"The Paradox of Open Closed Systems: Why ETH Zurich Needs the Humanities More Than Ever"
Stanford University's Sepp Gumbrecht lectures on Humanities in Higher Education
Thursday, 12 May 2016, 17.15 – 18.15 hr
ETH Zurich, Semper Aula HG G 60
Registration: external page https://www.bit.ly/Sepp-Gumbrecht
Hans Ulrich Gumbrecht is Stanford University's Albert Guérard Professor in Literature in the Departments of Comparative Literature and of French & Italian (and by courtesy, he is affiliated with the Department of Iberian and Latin American Cultures/ILAC, the Department of German Studies, and the Program in Modern Thought & Literature). As a scholar, Gumbrecht focuses on the histories of the national literatures in Romance language (especially French, Spanish, and Brazilian), but also on German literature, while, at the same time, he teaches and writes about the western philosophical tradition (almost exclusively on non-analytic philosophy) with an emphasis on French and German nineteenth- and twentieth-century texts. In addition, Gumbrecht tries to analyze and to understand forms of aesthetic experience 21st-century everyday culture.

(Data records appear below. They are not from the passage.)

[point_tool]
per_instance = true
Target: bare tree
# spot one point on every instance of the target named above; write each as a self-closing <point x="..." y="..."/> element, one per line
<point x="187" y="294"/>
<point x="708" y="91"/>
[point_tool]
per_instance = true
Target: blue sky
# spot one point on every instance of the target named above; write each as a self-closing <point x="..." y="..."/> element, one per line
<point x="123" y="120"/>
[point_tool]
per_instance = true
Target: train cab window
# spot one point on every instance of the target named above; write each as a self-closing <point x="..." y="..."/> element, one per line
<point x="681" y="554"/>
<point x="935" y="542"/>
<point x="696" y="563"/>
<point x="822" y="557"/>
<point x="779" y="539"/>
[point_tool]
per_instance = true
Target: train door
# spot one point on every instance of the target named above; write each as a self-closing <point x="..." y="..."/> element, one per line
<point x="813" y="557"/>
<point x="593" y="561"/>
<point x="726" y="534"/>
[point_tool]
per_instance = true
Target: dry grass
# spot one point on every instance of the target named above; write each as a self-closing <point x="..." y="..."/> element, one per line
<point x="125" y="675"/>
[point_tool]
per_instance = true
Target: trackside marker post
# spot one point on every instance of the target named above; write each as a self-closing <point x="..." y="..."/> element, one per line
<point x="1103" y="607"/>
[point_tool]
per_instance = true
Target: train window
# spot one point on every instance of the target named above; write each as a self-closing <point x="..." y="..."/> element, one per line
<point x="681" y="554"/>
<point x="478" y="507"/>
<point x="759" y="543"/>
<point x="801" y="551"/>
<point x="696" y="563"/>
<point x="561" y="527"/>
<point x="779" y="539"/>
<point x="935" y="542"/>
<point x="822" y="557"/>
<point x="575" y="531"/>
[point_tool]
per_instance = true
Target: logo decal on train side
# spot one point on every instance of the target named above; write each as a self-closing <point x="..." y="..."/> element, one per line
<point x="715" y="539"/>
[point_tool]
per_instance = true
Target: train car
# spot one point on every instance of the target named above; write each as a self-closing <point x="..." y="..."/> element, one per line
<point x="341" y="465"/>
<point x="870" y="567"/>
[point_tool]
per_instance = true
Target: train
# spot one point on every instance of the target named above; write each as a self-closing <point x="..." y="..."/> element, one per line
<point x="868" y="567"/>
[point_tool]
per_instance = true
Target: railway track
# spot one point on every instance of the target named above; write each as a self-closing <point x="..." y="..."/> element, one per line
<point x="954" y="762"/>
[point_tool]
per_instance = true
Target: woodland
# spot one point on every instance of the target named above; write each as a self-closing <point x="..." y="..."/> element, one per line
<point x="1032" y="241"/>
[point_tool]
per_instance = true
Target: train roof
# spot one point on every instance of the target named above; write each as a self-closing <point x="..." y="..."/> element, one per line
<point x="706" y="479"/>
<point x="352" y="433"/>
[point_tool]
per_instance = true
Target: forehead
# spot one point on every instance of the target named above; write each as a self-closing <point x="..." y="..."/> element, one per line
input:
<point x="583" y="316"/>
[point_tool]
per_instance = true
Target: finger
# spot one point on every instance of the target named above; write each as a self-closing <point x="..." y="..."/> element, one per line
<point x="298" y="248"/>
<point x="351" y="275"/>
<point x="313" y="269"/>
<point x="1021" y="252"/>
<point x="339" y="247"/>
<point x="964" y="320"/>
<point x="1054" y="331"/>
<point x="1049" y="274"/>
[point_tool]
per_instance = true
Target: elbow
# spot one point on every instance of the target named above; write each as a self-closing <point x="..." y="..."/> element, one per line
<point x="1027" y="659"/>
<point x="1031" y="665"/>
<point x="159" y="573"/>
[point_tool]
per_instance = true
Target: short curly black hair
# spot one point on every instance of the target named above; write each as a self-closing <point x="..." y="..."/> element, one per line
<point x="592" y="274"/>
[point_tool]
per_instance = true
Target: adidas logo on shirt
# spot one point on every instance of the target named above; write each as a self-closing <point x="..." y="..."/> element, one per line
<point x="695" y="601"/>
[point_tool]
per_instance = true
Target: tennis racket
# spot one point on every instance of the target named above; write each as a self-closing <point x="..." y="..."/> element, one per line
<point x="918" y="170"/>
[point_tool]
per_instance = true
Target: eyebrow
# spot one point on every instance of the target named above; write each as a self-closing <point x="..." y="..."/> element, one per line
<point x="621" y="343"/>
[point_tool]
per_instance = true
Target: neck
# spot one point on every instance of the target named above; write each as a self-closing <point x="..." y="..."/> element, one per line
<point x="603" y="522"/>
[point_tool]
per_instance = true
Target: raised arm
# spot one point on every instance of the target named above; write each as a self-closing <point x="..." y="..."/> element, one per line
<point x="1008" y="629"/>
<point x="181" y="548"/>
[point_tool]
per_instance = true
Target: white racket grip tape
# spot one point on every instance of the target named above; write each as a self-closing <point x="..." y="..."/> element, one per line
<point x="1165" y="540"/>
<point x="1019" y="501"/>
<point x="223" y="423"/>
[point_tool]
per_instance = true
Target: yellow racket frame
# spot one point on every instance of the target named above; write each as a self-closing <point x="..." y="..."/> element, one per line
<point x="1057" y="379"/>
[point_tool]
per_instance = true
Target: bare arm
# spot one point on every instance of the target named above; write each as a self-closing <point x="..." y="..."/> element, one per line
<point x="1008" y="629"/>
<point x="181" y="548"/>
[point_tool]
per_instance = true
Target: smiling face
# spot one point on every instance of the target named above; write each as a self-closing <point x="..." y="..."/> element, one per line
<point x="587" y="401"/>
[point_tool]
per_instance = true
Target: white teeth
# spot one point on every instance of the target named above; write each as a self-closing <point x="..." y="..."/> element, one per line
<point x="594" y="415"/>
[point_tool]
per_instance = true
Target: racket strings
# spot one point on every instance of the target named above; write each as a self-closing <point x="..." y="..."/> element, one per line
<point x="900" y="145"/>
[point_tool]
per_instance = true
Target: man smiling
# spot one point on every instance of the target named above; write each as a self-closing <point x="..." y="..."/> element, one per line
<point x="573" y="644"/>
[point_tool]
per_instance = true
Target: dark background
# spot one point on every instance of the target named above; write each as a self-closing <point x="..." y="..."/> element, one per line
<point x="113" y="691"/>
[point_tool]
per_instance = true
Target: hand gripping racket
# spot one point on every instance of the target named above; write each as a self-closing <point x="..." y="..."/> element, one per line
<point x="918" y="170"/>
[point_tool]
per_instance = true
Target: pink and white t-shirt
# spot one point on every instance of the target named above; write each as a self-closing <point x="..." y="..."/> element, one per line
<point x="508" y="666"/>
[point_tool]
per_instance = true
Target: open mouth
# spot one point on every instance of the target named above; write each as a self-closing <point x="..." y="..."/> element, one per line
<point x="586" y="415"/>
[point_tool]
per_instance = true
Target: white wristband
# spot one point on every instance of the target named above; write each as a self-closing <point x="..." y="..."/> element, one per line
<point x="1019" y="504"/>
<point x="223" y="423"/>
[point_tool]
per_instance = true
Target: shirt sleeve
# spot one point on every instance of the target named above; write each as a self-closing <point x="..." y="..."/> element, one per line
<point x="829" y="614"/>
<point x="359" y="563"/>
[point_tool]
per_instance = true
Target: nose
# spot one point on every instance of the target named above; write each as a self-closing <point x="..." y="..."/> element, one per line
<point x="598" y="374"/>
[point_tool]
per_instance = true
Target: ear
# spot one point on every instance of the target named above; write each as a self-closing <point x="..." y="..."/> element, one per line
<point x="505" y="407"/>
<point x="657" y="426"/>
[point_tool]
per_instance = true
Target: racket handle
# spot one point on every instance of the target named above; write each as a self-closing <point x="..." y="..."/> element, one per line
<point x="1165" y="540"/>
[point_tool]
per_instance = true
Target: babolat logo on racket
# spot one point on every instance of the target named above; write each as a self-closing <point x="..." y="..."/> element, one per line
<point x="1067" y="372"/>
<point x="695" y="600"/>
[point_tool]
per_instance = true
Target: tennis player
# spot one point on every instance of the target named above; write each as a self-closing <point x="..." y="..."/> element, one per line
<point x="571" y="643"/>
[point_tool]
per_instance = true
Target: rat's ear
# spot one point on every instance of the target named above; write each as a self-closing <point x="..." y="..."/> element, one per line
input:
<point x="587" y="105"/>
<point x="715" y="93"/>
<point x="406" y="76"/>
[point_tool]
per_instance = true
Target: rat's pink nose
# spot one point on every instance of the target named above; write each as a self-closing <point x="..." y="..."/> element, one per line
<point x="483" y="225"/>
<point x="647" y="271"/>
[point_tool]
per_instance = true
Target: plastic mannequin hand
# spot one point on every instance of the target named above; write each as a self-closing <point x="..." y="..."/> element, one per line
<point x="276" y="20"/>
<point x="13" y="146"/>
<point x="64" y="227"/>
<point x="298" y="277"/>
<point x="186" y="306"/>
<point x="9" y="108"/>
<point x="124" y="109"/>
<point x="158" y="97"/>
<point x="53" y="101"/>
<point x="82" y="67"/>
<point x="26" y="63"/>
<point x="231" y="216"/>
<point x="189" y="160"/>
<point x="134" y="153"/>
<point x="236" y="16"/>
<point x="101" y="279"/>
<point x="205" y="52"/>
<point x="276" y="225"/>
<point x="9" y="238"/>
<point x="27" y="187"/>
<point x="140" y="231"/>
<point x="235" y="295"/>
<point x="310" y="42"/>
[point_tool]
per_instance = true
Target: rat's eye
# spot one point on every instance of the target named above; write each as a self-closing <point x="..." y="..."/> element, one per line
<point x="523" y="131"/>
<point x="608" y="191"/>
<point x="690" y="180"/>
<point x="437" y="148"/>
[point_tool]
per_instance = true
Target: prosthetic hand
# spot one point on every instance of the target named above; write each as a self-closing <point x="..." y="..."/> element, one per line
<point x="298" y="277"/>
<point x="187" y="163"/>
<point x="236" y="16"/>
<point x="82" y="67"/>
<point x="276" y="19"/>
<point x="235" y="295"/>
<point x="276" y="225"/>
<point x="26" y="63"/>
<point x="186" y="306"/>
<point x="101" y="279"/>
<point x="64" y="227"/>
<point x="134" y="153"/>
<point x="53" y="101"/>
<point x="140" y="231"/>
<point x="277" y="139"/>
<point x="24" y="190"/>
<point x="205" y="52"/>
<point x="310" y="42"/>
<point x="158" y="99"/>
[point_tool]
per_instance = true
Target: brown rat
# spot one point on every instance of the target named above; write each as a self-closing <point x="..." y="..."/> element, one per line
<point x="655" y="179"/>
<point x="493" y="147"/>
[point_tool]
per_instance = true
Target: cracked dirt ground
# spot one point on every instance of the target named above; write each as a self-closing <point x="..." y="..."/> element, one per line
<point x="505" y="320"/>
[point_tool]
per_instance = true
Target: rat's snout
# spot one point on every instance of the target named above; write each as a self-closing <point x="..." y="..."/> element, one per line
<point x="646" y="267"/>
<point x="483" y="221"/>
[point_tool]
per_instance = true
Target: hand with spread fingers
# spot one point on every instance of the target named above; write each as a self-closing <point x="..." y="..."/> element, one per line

Over the past forty years, he has published more than two thousand texts, including books, translated into more than twenty languages. In Europe and in South America, Gumbrecht has a presence as a public intellectual; whereas, in the academic world, he has been acknowledged by eight honorary doctorates in six different countries: Canada, Denmark, Germany, Hungary, Portugal, and Russia. He has also held a large number of visiting professorships, at the Collège de France, University of Lisbon, University of Manchester, and the Catholic University of Rio de Janeiro, among others.
A book project tentatively entitled “Prose of the World: Diderot, Goya, Lichtenberg, and Mozart and an End of Enlightenment” is in preparation, for publication in 2016.